10 décembre 2025 Publication

Crise de l’agriculture biologique française : conjoncturelle ou structurelle ? L'enjeu de la compétitivité

  • Thierry Berlizot
  • Claude Ronceray

Tirée par une demande croissante et soutenue par les pouvoirs publics, l’agriculture biologique (AB) a connu un développement important pendant plus de dix ans jusqu’à dépasser 10% de la surface agricole utile. Mais, bien qu’en partie masqués par la pandémie de COVID, certains symptômes d’une crise de l’AB sont apparus en France avant 2019 et se manifestent encore en 2025.
Dans le cadre du Programme Ambition bio, le CGAAER a réalisé une mission de conseil pour décrire et analyser cette crise et formuler des recommandations.

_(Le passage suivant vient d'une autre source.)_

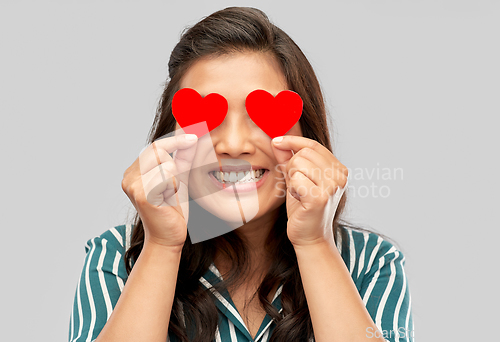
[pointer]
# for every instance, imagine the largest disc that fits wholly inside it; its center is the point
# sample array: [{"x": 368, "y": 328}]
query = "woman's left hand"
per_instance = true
[{"x": 315, "y": 181}]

Lettre du CGAAER - Novembre-décembre 2025

Rapport de mission de conseil n°24091

Juin 2025

Enjeux

L’AB est un mode de production qui s’interdit notamment l’emploi d’intrants de synthèse et qui s’appuie davantage que l’agriculture conventionnelle sur les processus biologiques inspirés de la nature. La réglementation européenne prévoit que le respect du cahier des charges fait l’objet d’une certification externe pour les producteurs et les entreprises de l’aval.
Les bénéfices de l’AB pour les producteurs, les consommateurs ainsi que les aménités de ce mode de production justifient que les pouvoirs publics souhaitent son développement et se préoccupent de l’interruption de la trajectoire qu’ils ont définie.

Méthodologie

La mission a auditionné les principaux acteurs de l’AB en France à l’échelle nationale. Elle a complété cette approche par deux déplacements en région et a consulté les travaux institutionnels et scientifiques relatifs à la crise de de ce mode de production.
Elle a bénéficié du concours de l’Agence bio et de ses ressources statistiques.

Résumé

Bien qu’en partie masqués par la pandémie COVID, certains symptômes de la crise de l’agriculture biologique sont apparus en France dès la fin de la décennie précédente. Cette crise se poursuit en 2024-2025, alors que la vague d’inflation 2022-2023 est terminée.
Les ventes en grande distribution de produits issus de l’AB, qui ont connu une longue période de croissance jusqu’en 2020, se réduisent en valeur depuis plusieurs années (-5,1% en 2024) et voit leur part dans la consommation de produits AB se réduire à 47,7% en 2024. Après avoir eux aussi subi de fortes baisses avec le choc d’inflation, les autres modes de distribution progressent à nouveau depuis deux ans.
Ce repli des ventes en grande distribution a des conséquences importantes sur la production et la transformation. Certains déséquilibres peinent à se résorber, entraînant le déclassement d’une partie de la production issue de l’AB vers les circuits conventionnels, par exemple pour le lait, et réduisant les écarts de prix avec les produits issus de l’agriculture conventionnelle. Dans le même temps, le rythme des conversions vers l’AB, encouragées par les aides publiques, est resté élevé. Les productions AB françaises ont peiné à conquérir les autres marchés européens et internationaux. La balance commerciale des produits bio reste nettement déficitaire, à la différence de celle de l’Espagne et de l’Italie dont les produits s’exportent bien.
Aussi, la mission considère que les difficultés de l’AB en France sont durables et spécifiques à notre pays, et appellent des actions structurelles pour en renforcer la compétitivité.
Une meilleure répartition des rôles, avec notamment une plus forte implication des organisations professionnelles dans la gouvernance de l’AB, serait susceptible d’améliorer la compétitivité hors-prix, et de mieux réguler les marchés.
L’amélioration de la compétitivité-prix est également nécessaire, notamment par une plus forte sélectivité des aides publiques et par une rémunération hors marché des services additionnels écosystémiques de ce mode de production.